Les institutions financières sont ainsi exposées à des risques considérables. Une attaque réussie pourrait entraîner des pertes financières considérables et nuire à la réputation d'une banque. En outre, la nature internationale de ces attaques, souvent attribuées à des groupes soutenus par l'État nord-coréen, suscite des inquiétudes quant à l'utilisation de la cybercriminalité pour financer des activités illégales.
Pourquoi Linux ?
Plusieurs facteurs peuvent motiver le passage aux systèmes Linux. Tout d’abord, de nombreuses banques utilisent Linux pour leur traitement back-end en raison de sa flexibilité et de sa nature open source. Cela offre aux cybercriminels davantage de possibilités d’exploiter ces systèmes, en particulier si les mesures de sécurité appropriées ne sont pas en place. De plus, les serveurs Linux sont parfois considérés comme moins vulnérables aux attaques, ce qui peut donner un faux sentiment de sécurité aux administrateurs.

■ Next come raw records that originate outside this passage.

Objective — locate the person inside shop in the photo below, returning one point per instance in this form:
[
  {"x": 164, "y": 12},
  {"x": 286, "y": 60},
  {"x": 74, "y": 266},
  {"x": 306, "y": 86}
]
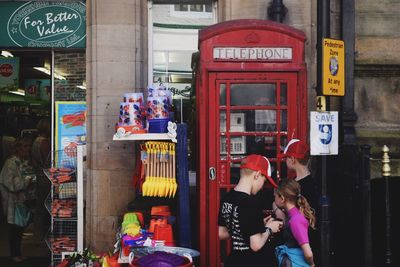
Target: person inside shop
[
  {"x": 295, "y": 250},
  {"x": 16, "y": 183},
  {"x": 297, "y": 157},
  {"x": 241, "y": 220},
  {"x": 40, "y": 159}
]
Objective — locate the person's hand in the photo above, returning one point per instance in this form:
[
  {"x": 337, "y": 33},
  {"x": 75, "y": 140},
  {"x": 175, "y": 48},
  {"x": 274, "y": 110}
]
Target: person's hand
[
  {"x": 274, "y": 225},
  {"x": 266, "y": 219}
]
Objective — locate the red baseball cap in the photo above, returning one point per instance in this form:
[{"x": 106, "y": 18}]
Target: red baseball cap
[
  {"x": 296, "y": 148},
  {"x": 258, "y": 163}
]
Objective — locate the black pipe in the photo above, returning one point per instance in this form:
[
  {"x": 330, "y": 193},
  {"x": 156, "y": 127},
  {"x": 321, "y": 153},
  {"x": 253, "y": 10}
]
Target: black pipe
[
  {"x": 349, "y": 116},
  {"x": 388, "y": 252},
  {"x": 323, "y": 31},
  {"x": 365, "y": 203}
]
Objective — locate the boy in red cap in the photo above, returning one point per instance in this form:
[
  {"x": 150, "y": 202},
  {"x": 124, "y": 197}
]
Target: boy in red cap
[
  {"x": 241, "y": 220},
  {"x": 297, "y": 155}
]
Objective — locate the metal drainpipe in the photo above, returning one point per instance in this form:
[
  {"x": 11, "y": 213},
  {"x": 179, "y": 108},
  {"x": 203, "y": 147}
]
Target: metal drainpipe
[{"x": 277, "y": 11}]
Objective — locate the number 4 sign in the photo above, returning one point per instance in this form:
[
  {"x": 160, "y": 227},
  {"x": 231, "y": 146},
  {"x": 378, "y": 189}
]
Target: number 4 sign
[{"x": 324, "y": 133}]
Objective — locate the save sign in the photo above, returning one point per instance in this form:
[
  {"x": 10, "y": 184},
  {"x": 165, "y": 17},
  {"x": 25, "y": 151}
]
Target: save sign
[
  {"x": 48, "y": 24},
  {"x": 324, "y": 133}
]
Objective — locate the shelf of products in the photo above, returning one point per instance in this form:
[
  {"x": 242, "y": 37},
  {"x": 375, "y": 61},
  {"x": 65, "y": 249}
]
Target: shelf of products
[
  {"x": 145, "y": 136},
  {"x": 65, "y": 204}
]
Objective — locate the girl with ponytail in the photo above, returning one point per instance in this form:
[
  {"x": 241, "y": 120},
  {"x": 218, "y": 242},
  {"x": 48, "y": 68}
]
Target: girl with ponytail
[{"x": 296, "y": 250}]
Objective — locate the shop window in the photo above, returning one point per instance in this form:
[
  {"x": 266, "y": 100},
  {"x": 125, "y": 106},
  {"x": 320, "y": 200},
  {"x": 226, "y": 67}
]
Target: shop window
[{"x": 192, "y": 10}]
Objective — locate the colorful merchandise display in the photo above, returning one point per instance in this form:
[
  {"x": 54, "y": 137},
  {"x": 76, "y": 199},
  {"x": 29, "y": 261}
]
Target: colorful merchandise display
[
  {"x": 160, "y": 173},
  {"x": 139, "y": 116}
]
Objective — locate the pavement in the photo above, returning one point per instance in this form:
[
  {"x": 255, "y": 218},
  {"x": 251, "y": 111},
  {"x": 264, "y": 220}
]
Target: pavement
[{"x": 37, "y": 252}]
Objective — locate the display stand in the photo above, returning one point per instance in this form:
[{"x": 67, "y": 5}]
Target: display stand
[{"x": 65, "y": 203}]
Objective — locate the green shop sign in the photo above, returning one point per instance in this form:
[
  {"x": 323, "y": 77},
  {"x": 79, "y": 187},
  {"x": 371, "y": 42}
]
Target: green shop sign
[{"x": 43, "y": 24}]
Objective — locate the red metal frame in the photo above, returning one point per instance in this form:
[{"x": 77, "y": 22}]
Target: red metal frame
[{"x": 210, "y": 74}]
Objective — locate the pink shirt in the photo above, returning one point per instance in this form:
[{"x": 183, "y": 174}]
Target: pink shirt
[{"x": 298, "y": 225}]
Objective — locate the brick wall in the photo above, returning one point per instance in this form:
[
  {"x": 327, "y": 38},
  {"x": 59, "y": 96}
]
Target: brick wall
[{"x": 72, "y": 66}]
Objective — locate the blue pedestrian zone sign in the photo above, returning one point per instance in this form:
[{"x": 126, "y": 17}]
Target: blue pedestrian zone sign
[{"x": 324, "y": 133}]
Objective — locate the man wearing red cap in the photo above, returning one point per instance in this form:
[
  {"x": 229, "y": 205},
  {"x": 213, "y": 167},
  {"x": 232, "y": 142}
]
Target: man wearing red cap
[
  {"x": 297, "y": 154},
  {"x": 241, "y": 220}
]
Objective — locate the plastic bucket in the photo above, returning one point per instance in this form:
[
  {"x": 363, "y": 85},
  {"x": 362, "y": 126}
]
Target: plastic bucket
[{"x": 158, "y": 125}]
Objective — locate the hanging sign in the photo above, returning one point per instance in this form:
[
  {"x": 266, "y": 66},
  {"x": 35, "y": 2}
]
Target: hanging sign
[
  {"x": 9, "y": 73},
  {"x": 333, "y": 67},
  {"x": 324, "y": 133},
  {"x": 43, "y": 24}
]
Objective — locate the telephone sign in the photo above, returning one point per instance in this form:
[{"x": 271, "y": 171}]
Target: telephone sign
[{"x": 333, "y": 67}]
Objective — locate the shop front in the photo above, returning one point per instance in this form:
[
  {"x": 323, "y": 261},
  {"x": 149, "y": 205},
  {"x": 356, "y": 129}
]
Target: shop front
[{"x": 251, "y": 99}]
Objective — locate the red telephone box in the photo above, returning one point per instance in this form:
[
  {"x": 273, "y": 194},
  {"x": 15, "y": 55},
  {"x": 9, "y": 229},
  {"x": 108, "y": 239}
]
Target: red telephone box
[{"x": 251, "y": 98}]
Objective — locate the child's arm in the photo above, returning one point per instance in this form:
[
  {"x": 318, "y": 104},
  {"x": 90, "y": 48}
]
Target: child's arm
[
  {"x": 308, "y": 255},
  {"x": 257, "y": 241},
  {"x": 223, "y": 233}
]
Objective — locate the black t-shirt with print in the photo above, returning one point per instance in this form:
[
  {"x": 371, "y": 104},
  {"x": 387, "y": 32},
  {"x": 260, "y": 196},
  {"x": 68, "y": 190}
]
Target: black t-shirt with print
[{"x": 243, "y": 219}]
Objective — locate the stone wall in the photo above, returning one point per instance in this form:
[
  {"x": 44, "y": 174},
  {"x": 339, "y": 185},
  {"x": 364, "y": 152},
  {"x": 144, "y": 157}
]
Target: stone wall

Cependant, cette perception évolue rapidement à mesure que des menaces telles que FASTCash évoluent. L’utilisation de logiciels malveillants sophistiqués sur Linux démontre qu’aucun système d’exploitation n’est à l’abri des cyberattaques. Cela souligne encore davantage la nécessité d’une vigilance constante, d’audits de sécurité réguliers et de capacités de détection actualisées.
En résumé : protéger les systèmes de paiement
L'émergence du malware FASTCash Linux marque le début d'une nouvelle phase des cyberattaques contre les institutions financières. Alors que les systèmes Linux ont toujours été considérés comme plus sûrs, cette variante de malware révèle que les attaquants élargissent leur champ d'action, ciblant toute infrastructure facilitant les transactions aux distributeurs automatiques de billets.
Pour atténuer les risques posés par FASTCash, les institutions financières doivent s’assurer qu’elles disposent de systèmes de surveillance et de détection robustes. Les solutions EDR avancées, configurées pour détecter les comportements inhabituels du système, sont essentielles pour prévenir ce type d’attaque. En restant informées et en maintenant de solides pratiques de sécurité, les organisations peuvent mieux protéger leurs réseaux contre la menace croissante de FASTCash et d’autres cybermenaces en constante évolution.